WASHINGTON – The CIA leak probe cost $2.58 million, the Government Accountability Office disclosed Monday, wrapping up an investigation that ensnared Vice President Dick Cheney's chief of staff for perjury, obstruction and lying to the FBI.
The office of Special Counsel Patrick Fitzgerald spent the money over a 45-month span that saw the indictment, trial and conviction of I. Lewis "Scooter" Libby.
The investigation also touched on other officials in the State Department and the White House, including presidential political adviser Karl Rove, who leaked the CIA identity of Valerie Plame.
"This matter is now concluded for all practical purposes," reported the GAO, the investigative arm of Congress. The office of special counsel will continue to incur small expenses for limited purposes, such as responding to congressional requests for information.

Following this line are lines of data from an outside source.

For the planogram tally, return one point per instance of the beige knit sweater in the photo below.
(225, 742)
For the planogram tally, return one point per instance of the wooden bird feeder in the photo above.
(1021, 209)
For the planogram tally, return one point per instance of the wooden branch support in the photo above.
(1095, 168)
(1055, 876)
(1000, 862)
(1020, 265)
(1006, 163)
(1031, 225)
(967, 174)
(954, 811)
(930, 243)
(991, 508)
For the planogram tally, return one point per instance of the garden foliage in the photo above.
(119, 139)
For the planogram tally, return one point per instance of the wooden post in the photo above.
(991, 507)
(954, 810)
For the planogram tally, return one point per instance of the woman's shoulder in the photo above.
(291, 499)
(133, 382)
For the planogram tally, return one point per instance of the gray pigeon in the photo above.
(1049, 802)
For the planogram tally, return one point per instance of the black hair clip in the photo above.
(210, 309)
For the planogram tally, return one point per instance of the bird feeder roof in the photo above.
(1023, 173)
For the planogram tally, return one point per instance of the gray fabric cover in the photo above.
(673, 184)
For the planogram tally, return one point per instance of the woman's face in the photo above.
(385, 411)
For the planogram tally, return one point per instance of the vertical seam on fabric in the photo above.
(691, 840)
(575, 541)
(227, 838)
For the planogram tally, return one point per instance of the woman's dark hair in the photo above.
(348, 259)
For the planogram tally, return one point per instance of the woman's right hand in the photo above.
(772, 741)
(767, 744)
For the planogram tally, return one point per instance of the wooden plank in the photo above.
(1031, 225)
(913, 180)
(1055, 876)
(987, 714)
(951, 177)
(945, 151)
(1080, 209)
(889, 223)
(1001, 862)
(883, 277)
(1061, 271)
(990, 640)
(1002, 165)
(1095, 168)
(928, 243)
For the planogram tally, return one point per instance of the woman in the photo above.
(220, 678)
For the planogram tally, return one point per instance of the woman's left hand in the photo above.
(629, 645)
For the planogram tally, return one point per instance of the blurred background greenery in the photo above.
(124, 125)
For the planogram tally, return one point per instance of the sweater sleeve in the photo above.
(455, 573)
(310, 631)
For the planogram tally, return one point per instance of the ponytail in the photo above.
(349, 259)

The spending total consists of figures from eight reports issued by the GAO since early 2004, with the latest issued Monday. It showed $187,420 in expenditures for the six months ending last Sept. 30.
At the height of Fitzgerald's work, the office spent $770,838 for the six months ending March 31, 2007, the month a jury convicted Cheney's former chief of staff.

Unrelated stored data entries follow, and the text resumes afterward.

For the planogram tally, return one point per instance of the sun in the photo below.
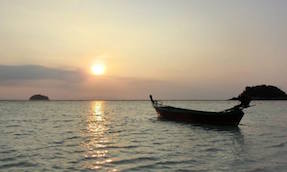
(98, 69)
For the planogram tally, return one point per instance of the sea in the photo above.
(128, 136)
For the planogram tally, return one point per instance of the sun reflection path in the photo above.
(96, 154)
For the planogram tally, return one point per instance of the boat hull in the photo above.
(232, 117)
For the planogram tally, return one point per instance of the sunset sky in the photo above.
(174, 49)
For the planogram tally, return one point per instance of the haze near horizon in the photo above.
(128, 49)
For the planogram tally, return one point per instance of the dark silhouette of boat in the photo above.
(231, 117)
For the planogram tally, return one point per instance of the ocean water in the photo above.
(128, 136)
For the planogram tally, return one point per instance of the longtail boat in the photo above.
(230, 116)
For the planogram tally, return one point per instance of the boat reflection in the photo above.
(96, 154)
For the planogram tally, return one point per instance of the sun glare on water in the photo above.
(98, 69)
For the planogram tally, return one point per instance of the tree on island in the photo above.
(39, 97)
(263, 92)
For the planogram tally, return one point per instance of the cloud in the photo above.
(37, 72)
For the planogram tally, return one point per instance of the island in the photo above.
(38, 97)
(263, 92)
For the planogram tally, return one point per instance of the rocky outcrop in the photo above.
(263, 92)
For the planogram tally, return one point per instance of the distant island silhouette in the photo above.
(38, 97)
(263, 92)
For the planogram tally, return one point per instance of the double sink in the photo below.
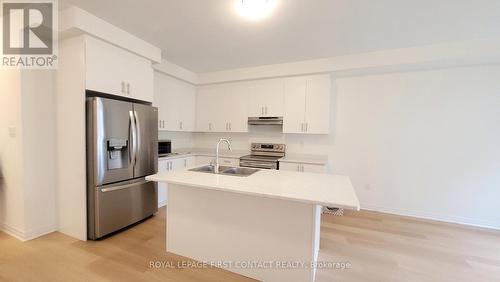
(226, 170)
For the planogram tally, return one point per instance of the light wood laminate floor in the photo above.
(379, 247)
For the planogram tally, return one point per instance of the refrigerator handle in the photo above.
(138, 140)
(134, 137)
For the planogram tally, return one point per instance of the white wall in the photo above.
(11, 155)
(39, 127)
(27, 160)
(423, 143)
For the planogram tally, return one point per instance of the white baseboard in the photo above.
(12, 231)
(26, 236)
(425, 215)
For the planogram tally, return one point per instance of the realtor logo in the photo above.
(28, 34)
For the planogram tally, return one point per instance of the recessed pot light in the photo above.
(255, 10)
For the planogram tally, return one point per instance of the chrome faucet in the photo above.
(216, 167)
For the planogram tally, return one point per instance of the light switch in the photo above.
(12, 132)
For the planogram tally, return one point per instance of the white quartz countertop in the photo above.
(182, 153)
(305, 159)
(322, 189)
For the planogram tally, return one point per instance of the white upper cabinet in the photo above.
(266, 98)
(234, 110)
(176, 103)
(206, 109)
(307, 105)
(222, 108)
(295, 101)
(113, 70)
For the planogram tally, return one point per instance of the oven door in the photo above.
(259, 164)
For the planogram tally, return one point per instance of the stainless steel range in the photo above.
(264, 156)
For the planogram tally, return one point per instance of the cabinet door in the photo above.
(113, 70)
(206, 109)
(162, 187)
(317, 114)
(104, 61)
(139, 76)
(176, 103)
(188, 104)
(161, 99)
(266, 98)
(295, 105)
(235, 107)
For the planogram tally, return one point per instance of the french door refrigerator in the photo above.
(122, 140)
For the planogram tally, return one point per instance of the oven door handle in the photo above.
(258, 164)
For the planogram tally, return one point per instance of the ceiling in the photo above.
(207, 35)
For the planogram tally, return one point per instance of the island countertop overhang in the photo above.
(321, 189)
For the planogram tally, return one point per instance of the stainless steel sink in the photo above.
(226, 170)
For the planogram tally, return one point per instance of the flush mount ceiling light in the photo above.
(255, 10)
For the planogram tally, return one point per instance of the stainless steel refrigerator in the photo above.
(122, 140)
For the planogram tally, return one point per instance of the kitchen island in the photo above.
(265, 226)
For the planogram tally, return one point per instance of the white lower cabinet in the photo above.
(169, 165)
(301, 167)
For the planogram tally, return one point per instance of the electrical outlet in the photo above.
(12, 132)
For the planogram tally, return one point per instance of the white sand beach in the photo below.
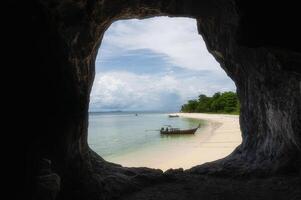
(217, 139)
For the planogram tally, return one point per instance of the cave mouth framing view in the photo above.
(256, 43)
(147, 69)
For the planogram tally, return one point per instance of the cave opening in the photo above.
(146, 69)
(261, 54)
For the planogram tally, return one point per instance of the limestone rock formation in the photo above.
(256, 43)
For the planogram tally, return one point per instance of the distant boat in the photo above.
(173, 115)
(170, 130)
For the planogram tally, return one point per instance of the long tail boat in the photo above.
(170, 130)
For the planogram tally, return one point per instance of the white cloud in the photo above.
(125, 90)
(176, 38)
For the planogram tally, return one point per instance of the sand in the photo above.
(217, 139)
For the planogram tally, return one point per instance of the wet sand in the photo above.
(217, 139)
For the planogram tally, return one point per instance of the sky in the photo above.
(154, 64)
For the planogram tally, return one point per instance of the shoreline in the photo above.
(217, 139)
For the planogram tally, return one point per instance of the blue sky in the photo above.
(154, 64)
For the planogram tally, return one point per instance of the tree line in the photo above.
(226, 102)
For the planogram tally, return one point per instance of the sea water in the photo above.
(119, 133)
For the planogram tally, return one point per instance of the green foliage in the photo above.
(226, 102)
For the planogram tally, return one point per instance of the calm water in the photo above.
(121, 133)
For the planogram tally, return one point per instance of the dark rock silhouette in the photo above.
(256, 43)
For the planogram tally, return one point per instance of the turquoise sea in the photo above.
(118, 133)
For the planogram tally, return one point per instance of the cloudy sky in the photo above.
(154, 64)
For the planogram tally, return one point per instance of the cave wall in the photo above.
(256, 44)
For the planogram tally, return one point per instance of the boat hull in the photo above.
(171, 132)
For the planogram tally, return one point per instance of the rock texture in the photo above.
(257, 44)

Couched in the language of government bureaucrats and auditors, the latest GAO report summarized what happened next to Libby, described in the document only as an administration official.
"On July 2, 2007, the president of the United States commuted the prison term imposed by the sentencing judge upon the administration official who was convicted after a jury trial. On Dec. 11, 2007, the administration official dropped his appeal of his convictions," the GAO report concluded.

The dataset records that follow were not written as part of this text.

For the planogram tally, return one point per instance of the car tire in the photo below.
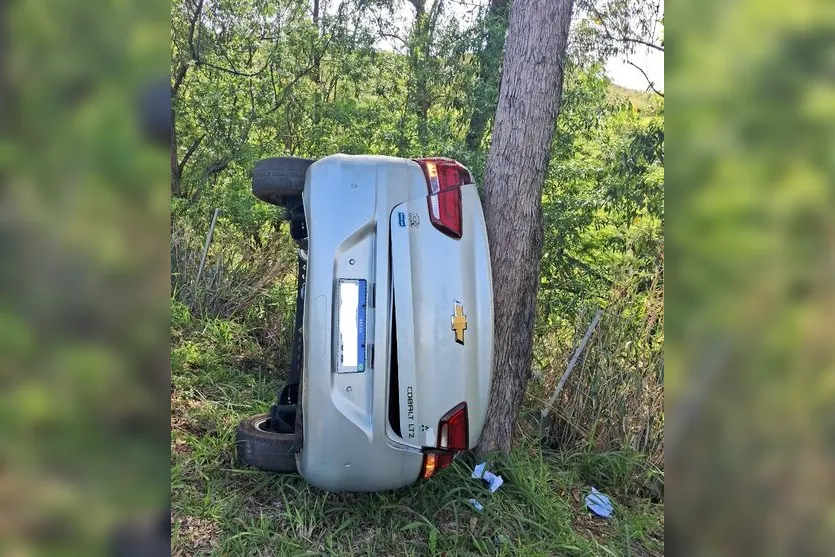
(266, 450)
(278, 179)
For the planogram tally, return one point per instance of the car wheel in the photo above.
(261, 448)
(278, 179)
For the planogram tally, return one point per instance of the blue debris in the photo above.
(599, 504)
(478, 506)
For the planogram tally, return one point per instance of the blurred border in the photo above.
(750, 197)
(84, 285)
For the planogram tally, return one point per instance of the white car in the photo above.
(392, 359)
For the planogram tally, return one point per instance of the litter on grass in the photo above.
(494, 482)
(599, 504)
(478, 506)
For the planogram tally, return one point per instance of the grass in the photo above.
(221, 374)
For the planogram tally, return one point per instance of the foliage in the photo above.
(221, 374)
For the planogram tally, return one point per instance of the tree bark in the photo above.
(525, 120)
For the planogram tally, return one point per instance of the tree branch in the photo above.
(189, 152)
(649, 81)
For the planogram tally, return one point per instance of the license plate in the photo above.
(351, 320)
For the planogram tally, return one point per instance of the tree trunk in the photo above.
(487, 84)
(529, 94)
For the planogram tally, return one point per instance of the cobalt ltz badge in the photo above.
(459, 322)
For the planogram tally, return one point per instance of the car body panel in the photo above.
(348, 442)
(433, 273)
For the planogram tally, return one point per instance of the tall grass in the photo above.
(250, 285)
(614, 397)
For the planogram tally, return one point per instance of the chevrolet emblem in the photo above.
(459, 322)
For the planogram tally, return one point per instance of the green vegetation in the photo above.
(253, 81)
(221, 376)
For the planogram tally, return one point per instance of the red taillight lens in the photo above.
(444, 178)
(453, 437)
(434, 461)
(454, 429)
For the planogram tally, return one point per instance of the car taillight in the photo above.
(453, 437)
(453, 434)
(434, 461)
(444, 178)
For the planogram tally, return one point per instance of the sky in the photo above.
(621, 73)
(649, 60)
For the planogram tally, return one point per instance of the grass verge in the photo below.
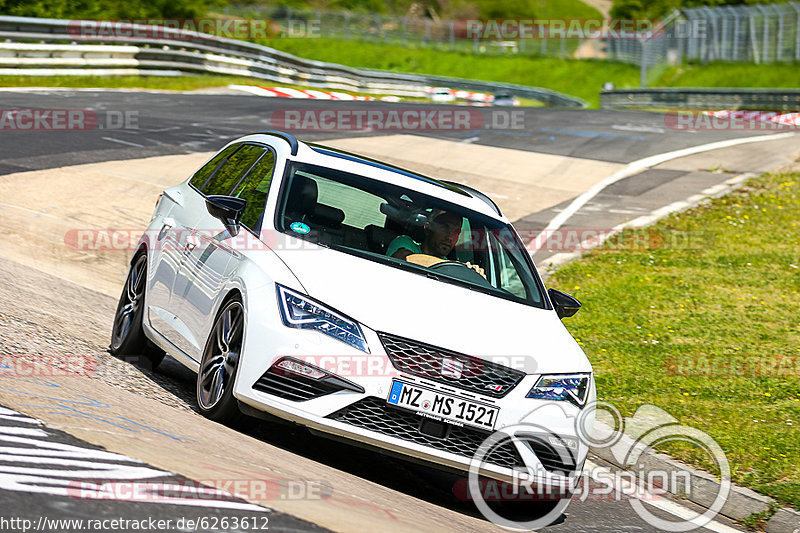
(700, 316)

Sentenced by U.S. District Judge Reggie Walton to 30 months in prison for his conviction, Libby ended up paying a $250,000 fine and is on two years probation, all that remains from President Bush's commutation of Libby's prison term.
Bush called the sentence excessive. Walton said he was "somewhat perplexed" as to how the sentence could be accurately described as "excessive." The 2 1/2-year sentence was at the low end of federal sentencing guidelines, the judge noted.